3

I have some trouble understanding the forecasting/inference process of ARMA models.

From Hamilton (which I am reading now), we can obtain forecasts at $Y$ from any linear process with r.v. values $X$ using the expectations as follows:

$\mathbf{a} = E(XX^T)^{-1}E(XY^T)$

This assumes that the forecast is the optimal linear forecast using projections. The matrix $E(XX^T)$ is the matrix of autocovariances (since ARMA is stationary), and $E(XY^T)$ is also a matrix of autocovariances.

1) We can establish all autocovariances from the sample (time series) and forecast the future values using the above formula by simply substituting estimates for second moments, inverting matrices, and we are done. Why do we need to find the ARMA coefficients to forecast which is done in all packages like stat::arima?

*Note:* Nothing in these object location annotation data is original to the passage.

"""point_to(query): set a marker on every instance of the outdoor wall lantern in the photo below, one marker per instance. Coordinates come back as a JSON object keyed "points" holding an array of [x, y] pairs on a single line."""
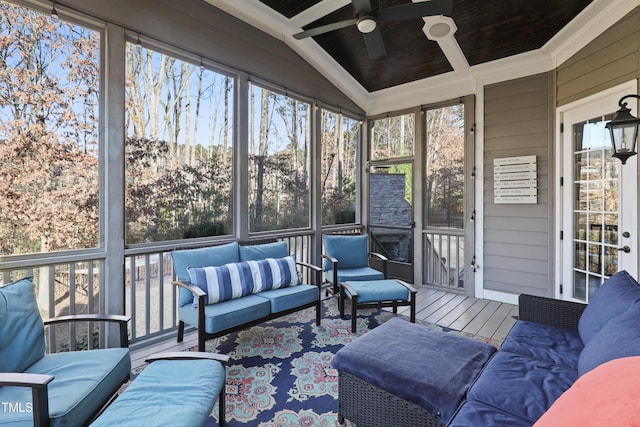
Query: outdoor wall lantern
{"points": [[624, 131]]}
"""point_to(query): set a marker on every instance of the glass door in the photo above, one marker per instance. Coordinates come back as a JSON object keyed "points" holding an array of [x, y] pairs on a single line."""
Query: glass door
{"points": [[600, 225]]}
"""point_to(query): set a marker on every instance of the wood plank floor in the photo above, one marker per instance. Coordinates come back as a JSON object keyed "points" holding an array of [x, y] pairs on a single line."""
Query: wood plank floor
{"points": [[489, 319]]}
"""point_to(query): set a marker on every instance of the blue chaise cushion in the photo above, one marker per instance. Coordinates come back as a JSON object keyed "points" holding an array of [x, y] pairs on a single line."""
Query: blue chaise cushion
{"points": [[266, 250], [202, 257], [84, 381], [167, 393], [21, 329], [620, 337], [613, 298], [350, 251], [236, 280]]}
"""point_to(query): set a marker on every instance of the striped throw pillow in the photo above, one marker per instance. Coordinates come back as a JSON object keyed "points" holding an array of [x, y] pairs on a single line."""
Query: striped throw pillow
{"points": [[239, 279]]}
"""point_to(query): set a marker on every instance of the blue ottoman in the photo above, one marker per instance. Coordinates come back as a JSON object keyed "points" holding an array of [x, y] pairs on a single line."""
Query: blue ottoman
{"points": [[377, 294], [406, 374]]}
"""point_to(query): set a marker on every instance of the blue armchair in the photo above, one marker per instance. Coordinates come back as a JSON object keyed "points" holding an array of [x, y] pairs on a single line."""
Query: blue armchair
{"points": [[346, 258], [59, 389]]}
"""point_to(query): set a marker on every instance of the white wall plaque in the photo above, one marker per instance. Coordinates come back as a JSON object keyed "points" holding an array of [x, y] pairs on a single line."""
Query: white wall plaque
{"points": [[515, 180]]}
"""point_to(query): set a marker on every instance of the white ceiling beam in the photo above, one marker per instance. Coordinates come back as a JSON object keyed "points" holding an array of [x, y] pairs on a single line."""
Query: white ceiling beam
{"points": [[593, 21], [317, 11]]}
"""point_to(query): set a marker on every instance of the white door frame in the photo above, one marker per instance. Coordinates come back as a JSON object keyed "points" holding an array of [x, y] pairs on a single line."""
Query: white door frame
{"points": [[602, 103]]}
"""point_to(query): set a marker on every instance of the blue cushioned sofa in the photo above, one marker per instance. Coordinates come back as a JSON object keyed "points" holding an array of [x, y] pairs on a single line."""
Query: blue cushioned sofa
{"points": [[248, 306], [551, 345]]}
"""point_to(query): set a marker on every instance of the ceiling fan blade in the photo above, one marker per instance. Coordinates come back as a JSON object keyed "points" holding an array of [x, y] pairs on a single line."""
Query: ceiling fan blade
{"points": [[324, 29], [375, 44], [362, 7], [415, 10]]}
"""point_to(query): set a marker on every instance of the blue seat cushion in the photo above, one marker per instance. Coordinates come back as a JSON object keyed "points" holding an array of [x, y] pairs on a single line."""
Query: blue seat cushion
{"points": [[620, 337], [287, 298], [21, 329], [353, 274], [266, 250], [521, 386], [432, 369], [477, 414], [227, 314], [201, 257], [84, 381], [545, 343], [378, 290], [613, 298], [169, 392], [351, 251]]}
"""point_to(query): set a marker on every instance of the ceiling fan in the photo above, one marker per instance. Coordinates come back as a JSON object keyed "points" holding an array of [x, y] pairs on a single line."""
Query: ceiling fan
{"points": [[367, 15]]}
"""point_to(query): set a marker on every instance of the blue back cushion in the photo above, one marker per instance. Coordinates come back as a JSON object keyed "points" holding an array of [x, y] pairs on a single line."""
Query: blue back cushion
{"points": [[236, 280], [21, 328], [620, 337], [350, 251], [214, 255], [613, 298], [267, 250]]}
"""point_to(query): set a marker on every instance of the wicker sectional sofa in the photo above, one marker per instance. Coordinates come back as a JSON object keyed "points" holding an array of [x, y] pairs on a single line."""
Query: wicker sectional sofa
{"points": [[553, 344]]}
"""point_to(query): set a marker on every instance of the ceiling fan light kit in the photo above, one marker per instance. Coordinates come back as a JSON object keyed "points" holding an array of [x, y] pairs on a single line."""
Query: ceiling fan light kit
{"points": [[368, 14], [366, 24]]}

2) I still cannot figure the whole process - stat::arima uses the Kalman filter to compute the fundamental innovations, and somehow compute the likelihood (cannot decipher Hamilton chapter 13 yet since have not yet read the prerequisite chapters). From stat::arima:

The exact likelihood is computed via a state-space representation of the ARIMA process, and the innovations and their variance found by a Kalman filter.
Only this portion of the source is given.